The CamargueThe Camargue is a vast plain south of Arles in Western Provence, between the Mediterranean  and the two arms of the Rhône delta. It comprises large brine lagoons or étangs, cut off from the sea by sandbars and encircled by reed-covered marshes which are in turn surrounded by a large cultivated area. Approximately a third of the Camargue is either lakes or marshland. It is western Europe's largest river delta, and also indeed technically an island as it's wholly surrounded by water

The eastern arm of the Rhône delta is called the Grand Rhône; the western one is the Petit Rhône. A further expanse of marshy plain just to the west of the Petit Rhône is the Petite Camargue. There are few towns of any size in the Camargue. Its "capital" is Arles, located at the extreme north of the delta where the Rhône forks into its two principal branches. The only other towns of note are Saintes-Maries-de-la-Mer, about 45 km to the southwest, which is the site of the annual Roma pilgrimage for the veneration of Saint Sarah, and the medieval fortress-town of Aigues-Mortes on the far western edge, in the Petite Camargue. Tourism is a major source of income. Each year the Camargue is visited by over one million tourists who come to see the unique flora and fauna of the area - the famous Camargue horses, bulls, and birds - including the famous flamingos which provide a marketing brand of the Camargue National Park.

When to go

The climate of the Camargue can be harsh, ranging from scorching heat in summer, sometimes with 100% humidity, to desiccating cold whipped by icy winds from the Alps in winter. The area is also subject to the famous Mistral wind blowing from the north-north-west down the Rhône Valley. The best times to go are in spring and autumn when you can expect lots of sunshine and warm temperatures.

Transport

Fairly frequent buses run between Arles and Stes-Maries, where you can rent bikes. The other means of transport to consider is riding, and the Association Camarguaise de Tourisme Equestre in Saintes-Maries-de-la-Mer offers guided tours for all levels of horsemanship.

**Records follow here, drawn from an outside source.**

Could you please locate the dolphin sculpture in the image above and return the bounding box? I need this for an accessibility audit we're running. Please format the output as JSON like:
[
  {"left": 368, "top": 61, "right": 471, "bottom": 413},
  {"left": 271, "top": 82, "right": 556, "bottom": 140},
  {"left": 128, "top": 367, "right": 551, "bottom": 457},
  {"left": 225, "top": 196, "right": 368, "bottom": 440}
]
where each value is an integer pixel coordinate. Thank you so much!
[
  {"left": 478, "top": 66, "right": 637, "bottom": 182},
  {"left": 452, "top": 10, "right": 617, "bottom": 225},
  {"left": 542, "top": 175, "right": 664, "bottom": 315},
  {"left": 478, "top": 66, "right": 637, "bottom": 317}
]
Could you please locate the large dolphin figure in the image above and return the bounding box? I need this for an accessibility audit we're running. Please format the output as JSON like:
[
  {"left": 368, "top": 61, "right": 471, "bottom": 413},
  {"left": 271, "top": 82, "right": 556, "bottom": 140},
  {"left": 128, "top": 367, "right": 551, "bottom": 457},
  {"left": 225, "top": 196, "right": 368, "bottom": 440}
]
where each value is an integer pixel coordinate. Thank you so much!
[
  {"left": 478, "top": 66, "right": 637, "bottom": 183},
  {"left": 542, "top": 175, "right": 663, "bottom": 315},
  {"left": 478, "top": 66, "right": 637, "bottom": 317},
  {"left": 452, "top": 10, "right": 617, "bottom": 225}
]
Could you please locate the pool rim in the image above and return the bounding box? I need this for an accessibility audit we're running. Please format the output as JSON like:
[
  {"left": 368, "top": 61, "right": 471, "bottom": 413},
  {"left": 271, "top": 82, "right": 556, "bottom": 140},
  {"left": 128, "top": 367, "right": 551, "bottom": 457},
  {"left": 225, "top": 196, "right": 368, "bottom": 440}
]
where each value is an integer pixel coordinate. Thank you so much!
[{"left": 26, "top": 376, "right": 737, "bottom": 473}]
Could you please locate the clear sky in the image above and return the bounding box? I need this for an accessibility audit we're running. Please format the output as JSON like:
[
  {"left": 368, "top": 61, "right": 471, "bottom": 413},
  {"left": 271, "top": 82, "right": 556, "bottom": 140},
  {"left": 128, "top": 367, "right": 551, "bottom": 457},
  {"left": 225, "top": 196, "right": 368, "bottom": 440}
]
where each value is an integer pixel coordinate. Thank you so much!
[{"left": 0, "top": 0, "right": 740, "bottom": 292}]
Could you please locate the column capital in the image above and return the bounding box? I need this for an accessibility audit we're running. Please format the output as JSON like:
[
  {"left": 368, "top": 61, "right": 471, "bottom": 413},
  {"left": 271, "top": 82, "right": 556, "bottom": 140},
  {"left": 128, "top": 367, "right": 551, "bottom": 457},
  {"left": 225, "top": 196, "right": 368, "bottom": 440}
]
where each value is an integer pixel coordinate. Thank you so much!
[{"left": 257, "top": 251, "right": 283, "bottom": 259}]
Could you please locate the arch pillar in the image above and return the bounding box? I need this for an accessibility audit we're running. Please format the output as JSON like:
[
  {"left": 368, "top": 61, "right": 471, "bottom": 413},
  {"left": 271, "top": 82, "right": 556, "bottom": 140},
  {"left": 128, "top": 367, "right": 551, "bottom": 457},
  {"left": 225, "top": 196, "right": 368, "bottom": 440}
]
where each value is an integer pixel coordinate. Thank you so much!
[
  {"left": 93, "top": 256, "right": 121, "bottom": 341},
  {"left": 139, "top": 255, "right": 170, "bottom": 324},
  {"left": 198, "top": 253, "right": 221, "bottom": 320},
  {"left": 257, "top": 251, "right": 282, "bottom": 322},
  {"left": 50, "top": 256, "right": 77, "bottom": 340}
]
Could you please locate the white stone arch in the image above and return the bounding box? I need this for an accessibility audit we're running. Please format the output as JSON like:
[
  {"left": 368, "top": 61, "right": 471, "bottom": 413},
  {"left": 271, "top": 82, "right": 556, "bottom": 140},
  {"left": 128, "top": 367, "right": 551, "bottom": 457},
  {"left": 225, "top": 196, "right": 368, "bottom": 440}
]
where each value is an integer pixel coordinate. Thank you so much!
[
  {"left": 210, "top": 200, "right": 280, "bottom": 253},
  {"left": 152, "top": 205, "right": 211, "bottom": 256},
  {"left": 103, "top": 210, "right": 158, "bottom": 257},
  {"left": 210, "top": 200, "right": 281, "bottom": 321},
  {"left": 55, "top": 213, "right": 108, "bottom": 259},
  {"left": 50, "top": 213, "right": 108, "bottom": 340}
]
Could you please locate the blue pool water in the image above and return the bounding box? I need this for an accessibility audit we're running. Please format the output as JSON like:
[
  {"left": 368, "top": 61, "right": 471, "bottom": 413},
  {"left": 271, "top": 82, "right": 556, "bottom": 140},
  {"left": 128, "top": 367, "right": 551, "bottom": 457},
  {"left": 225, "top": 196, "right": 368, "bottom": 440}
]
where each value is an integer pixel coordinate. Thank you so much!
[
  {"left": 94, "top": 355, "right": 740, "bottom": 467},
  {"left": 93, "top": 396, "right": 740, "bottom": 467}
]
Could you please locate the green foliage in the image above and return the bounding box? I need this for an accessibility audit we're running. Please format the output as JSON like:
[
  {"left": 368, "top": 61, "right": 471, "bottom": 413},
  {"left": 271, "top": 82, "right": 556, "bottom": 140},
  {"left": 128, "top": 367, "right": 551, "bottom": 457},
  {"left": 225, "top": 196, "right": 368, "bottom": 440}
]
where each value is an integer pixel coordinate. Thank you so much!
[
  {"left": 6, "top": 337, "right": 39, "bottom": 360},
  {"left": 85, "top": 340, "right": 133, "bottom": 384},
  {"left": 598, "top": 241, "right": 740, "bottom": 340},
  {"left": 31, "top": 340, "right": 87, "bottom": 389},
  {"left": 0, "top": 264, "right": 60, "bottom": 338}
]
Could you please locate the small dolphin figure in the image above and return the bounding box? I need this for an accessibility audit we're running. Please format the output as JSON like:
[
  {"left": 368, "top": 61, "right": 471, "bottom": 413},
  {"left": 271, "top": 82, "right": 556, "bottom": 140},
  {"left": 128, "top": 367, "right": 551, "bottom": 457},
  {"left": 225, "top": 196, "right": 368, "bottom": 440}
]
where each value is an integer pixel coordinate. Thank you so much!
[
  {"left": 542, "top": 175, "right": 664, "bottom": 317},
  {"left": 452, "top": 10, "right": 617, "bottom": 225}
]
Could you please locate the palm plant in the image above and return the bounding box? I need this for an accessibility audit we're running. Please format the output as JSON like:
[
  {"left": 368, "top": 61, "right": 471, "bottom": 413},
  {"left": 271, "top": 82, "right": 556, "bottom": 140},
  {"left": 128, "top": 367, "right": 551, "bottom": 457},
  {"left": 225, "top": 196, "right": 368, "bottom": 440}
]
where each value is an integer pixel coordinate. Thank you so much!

For transport as an end in itself, there's the paddle steamer  Le Tiki III , which leaves for river trips from the mouth of the Petit Rhône, off the route d'Aigues-Mortes, 2.5km west of Stes-Maries (mid-March to mid-Nov), and the Soleil , which leaves from the port in Stes-Maries (April-Sept). There is also a Camargue Marina for yachts.

Be wary of taking your car or bike along the dykes : although maps and road signs show which routes are closed to vehicles and which are accessible only at low tide, they don't warn you about the road surface.

More information about the Camargue

The boundaries of the Camargue  are not apparent until you come upon them. Its horizons are infinite because land, lagoon and sea share the same horizontal plain. Both wild and human life have traits peculiar to this drained, ditched and now protected delta land. Today, the whole of the Camargue is a Parc Naturel Régional, with great efforts made to keep an equilibrium between tourism, agriculture, industry and hunting on the one hand, and the indigenous ecosystems on the other.

Camargue horsesThe Camargue is home to the bulls and to the white horses that the region's gardiens , or herdsmen, ride. Neither beast is truly wild, though both run in semi-liberty. The Camargue horse, whose origin is unknown, remains a distinct breed, born dark brown or black and turning white around its fourth year. It is never stabled, surviving the humid heat of summer and the wind-racked winter cold outdoors. The gardiens likewise are a hardy community. Their traditional homes, or cabanes , are thatched and windowless one-storey structures, with bulls' horns over the door to ward off evil spirits. They still conform, to some extent, to the popular cowboy myth, and play a major role in guarding Camarguais traditions. Throughout the summer they're kept busy in every village arena with spectacles involving bulls and horses, and the work carries local glamour. Winter is a good deal harder, and fewer and fewer Camarguais property owners can afford the extravagant use of land that bull-rearing requires.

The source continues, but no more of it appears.